Introducing... Orange is the New Black
Orange is the New Black is a dark comedy/drama following the unlikely felon, Piper Chapman. The show is based on the memoir of real life convict Piper Kerman and follows the thoroughly engrossing day-to-day lives of women living in prison. The most striking aspect of this show is it's humanity. With a large ensemble cast that could have easily devolved into stale stereotypes, all the women in this federal corrections facility are fully fleshed out people with back-stories, dreams, and flaws. Spanning a vast racial, socio-economic, and religious spectrum, OITNB is the most progressive and risk-taking show I have watched in a long time. The humor is harsh and spot on, the drama intense, and the main character proves herself to be admirable, relatable, and disturbingly human. 

I don't want to get too much into a direct review of the show. It's good. Go watch it. My main point is what does Orange is the New Black mean for American Television?

First off, the format is the real revolution. OITNB is a Netflix original series and the entire first season is available for streaming online. For T.V. gluttons like myself, this makes it easy and satisfying to consume the entire series in a few days. More importantly, the fact that it airs only online gives the show a freedom not experienced by network T.V. or even by cable. They don't have to meet any FCC regulations. Sex and Violence has become common place on cable and both make a solid appearance in OITNB. Even more importantly? They don't have to please advertisers. This gives the writers an unheard of freedom to write what they want and to write it well. They do not disappoint. 

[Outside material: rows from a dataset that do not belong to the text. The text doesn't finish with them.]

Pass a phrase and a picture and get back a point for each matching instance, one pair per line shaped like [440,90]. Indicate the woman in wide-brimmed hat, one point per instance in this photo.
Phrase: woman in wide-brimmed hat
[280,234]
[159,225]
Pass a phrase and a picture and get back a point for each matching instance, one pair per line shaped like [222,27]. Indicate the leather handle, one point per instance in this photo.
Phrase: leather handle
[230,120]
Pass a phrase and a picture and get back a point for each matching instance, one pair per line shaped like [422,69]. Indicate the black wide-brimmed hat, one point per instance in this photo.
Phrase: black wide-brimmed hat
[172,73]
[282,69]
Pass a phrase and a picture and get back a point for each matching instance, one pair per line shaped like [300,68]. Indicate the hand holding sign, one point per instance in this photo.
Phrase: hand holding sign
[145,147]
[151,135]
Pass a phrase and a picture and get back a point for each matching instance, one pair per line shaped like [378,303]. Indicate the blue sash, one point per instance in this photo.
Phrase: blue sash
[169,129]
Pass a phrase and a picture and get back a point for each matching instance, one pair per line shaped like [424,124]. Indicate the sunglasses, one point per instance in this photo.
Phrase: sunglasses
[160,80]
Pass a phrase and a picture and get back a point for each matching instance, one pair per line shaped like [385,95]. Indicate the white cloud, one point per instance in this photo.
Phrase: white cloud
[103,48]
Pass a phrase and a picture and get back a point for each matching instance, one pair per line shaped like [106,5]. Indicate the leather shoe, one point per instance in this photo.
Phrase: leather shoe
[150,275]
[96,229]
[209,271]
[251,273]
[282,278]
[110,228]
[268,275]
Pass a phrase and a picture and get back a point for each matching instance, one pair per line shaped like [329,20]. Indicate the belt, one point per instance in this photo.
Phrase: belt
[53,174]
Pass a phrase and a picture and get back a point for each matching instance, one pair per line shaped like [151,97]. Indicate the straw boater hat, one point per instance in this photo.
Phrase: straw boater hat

The main character is a secular humanist. There are many characters across the LGBT spectrum, including a very well written Trans-woman. Racism is addressed directly without any sugarcoating or tiptoeing around the meat of the subject. OITNB attacks these issues and more head on with a fierce and heart-wrenching authenticity. These real-to-life characters are dealt with intelligently and fairly. I have never seen anything like it on regular T.V. 

There is a reason why OITNB generated more viewers and hours viewed than the former spectacular Netflix originals House of Cards and Arrested Development (who boast a total of 12 Emmy nominations in 2013 between them). 

The era of Internet Television is here, and I am definitely excited.